Ele queria quebrar com os dentes os caroços de ameixa, para chupar um melzinho que há lá dentro. As pessoas diziam-lhe que os caroços eram mais duros que os seus dentes. Ele quebrou os dentes com a verificação. Mas verificou. E nós todos aprendemos à sua custa. (O cepticismo também tem o seu valor!)

Disseram-lhe que, mergulhando de cabeça na pipa d'água do quintal, podia morrer afogado. Não se assustou com a idéia da morte: queria saber é se lhe diziam a verdade. E só não morreu porque o jardineiro andava perto.

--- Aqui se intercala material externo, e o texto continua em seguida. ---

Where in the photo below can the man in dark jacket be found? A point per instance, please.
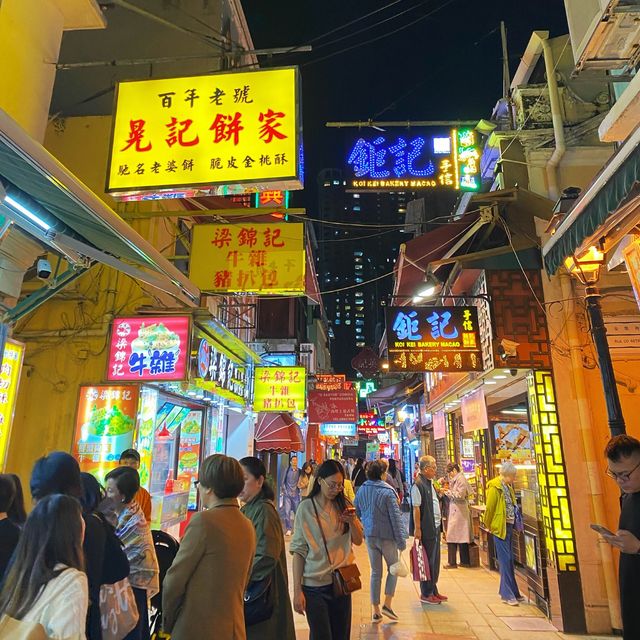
(426, 526)
(623, 457)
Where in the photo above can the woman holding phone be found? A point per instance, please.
(325, 517)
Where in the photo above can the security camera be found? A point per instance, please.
(43, 269)
(508, 348)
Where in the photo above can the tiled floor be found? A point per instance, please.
(473, 612)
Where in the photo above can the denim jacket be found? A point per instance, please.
(377, 507)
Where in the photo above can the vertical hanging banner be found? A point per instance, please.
(9, 381)
(279, 389)
(219, 134)
(254, 258)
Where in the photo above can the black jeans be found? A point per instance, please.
(432, 547)
(453, 553)
(329, 617)
(141, 631)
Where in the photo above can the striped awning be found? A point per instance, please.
(278, 432)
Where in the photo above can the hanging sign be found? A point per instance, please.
(338, 429)
(417, 159)
(474, 411)
(218, 134)
(433, 339)
(339, 405)
(252, 258)
(439, 425)
(216, 372)
(148, 348)
(9, 381)
(279, 389)
(105, 424)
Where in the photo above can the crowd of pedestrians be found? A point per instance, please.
(82, 543)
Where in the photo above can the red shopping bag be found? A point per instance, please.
(419, 563)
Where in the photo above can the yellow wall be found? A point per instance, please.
(66, 337)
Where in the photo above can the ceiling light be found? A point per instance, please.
(428, 287)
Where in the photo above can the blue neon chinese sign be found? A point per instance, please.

Na lição de catecismo, quando lhe disseram que os sábios desprezam os bens deste mundo, ele perguntou lá do fundo da sala: "E o rei Salomão?" Foi preciso a professora fazer uma conferência sobre o assunto; e ele não saiu convencido. Dizia: "Só vendo." E em certas ocasiões, depois de lhe mostrarem tudo o que queria ver, ainda duvidava. "Talvez eu não tenha visto direito. Eles sempre atrapalham." (Eles eram os adultos.)

Edmundo foi aluno muito difícil. Até os colegas perdiam a paciência com as suas dúvidas. Alguém devia ter tentado enganá-lo, um dia, para que ele assim desconfiasse de tudo e de todos. Mas de si, não; pois foi a primeira pessoa que me disse estar a ponto de inventar o moto contínuo, invenção que naquele tempo andava muito em moda, mais ou menos como, hoje, as aventuras espaciais.

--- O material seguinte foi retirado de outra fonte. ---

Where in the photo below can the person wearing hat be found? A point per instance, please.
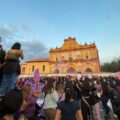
(2, 60)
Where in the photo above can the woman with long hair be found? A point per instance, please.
(11, 68)
(69, 109)
(51, 99)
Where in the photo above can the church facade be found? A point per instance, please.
(71, 57)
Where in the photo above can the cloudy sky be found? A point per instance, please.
(42, 24)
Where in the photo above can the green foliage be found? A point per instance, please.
(113, 66)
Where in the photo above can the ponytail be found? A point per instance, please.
(69, 94)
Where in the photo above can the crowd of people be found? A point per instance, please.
(63, 98)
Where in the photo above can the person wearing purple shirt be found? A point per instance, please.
(28, 106)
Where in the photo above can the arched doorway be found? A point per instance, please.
(56, 71)
(88, 70)
(71, 70)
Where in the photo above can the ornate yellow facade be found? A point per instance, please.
(70, 58)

Edmundo estava sempre em guarda contra os adultos: eram os nossos permanentes adversários. Só diziam mentiras. Tinham a força ao seu dispor (representada por várias formas de agressão, da palmada ao quarto escuro, passando por várias etapas muito variadas). Edmundo reconhecia a sua inutilidade de lutar; mas tinha o brio de não se deixar vencer facilmente.

Numa festa de aniversário, apareceu, entre números de piano e canto (ah! delícias dos saraus de outrora!), apareceu um mágico com a sua cartola, o seu lenço, bigodes retorcidos e flor na lapela. Nenhum de nós se importaria muito com a verdade: era tão engraçado ver saírem cinqüenta fitas de dentro de uma só... e o copo d'água ficar cheio de vinho...

Edmundo resistiu um pouco. Depois, achou que todos estávamos ficando bobos demais. Disse: "Eu não acredito!" Foi mexer no arsenal do mágico e não pudemos ver mais as moedas entrarem por um ouvido e saírem pelo outro, nem da cartola vazia debandar um pombo voando... (Edmundo estragava tudo. Edmundo não admitia a mentira. Edmundo morreu cedo. E quem sabe, meu Deus, com que verdades?)"


Texto extraído do livro "Quadrante 2", Editora do Autor - Rio de Janeiro, 1962, pág. 122.fonte


Basicamente o texto se chama "Edmundo, o Céptico" mas bem que poderia se chamar "Edmundo, o Chato".

Edmundo é um cara que não aceita "sim" como resposta. Duvida de tudo e de todos e está sempre disposto a ir às últimas consequências para descobrir a verdade, mesmo que isso signifique colocar sua cabeça nos trilhos de um trem para descobrir se pode parar uma locomotiva em movimento. Edmundo é um bocado burro.

Edmundo não confia muito na ciência também, pois esteve às voltas com o moto contínuo; na certa duvidou do seu professor de física que lhe ensinou entropia e segunda lei da termodinânica tanto quanto de seu professor de catecismo. Edmundo é um radical patológico.

Edmundo é um sujeito bastante inadequado. Alguém que não vê a diferença entre um mágico que entretém as pessoas com truques e um charlatão que usa os mesmos truques para explorar a fé e dor alheia, só pode mesmo ser um mala sem alça.

Edmundo morreu cedo, ateu certamente, o que talvez Cecília desconfie quando pergunta, quase aflita, "quem sabe, meu Deus, com que verdades?"

Pois Edmundo representa o esteriótipo que aqueles que lutam pela razão e pelo pensamento crítico, e infelizmente exercem o ofício de duvidar, precisam se libertar para se estabelecer como movimento sério e responsável nesse país.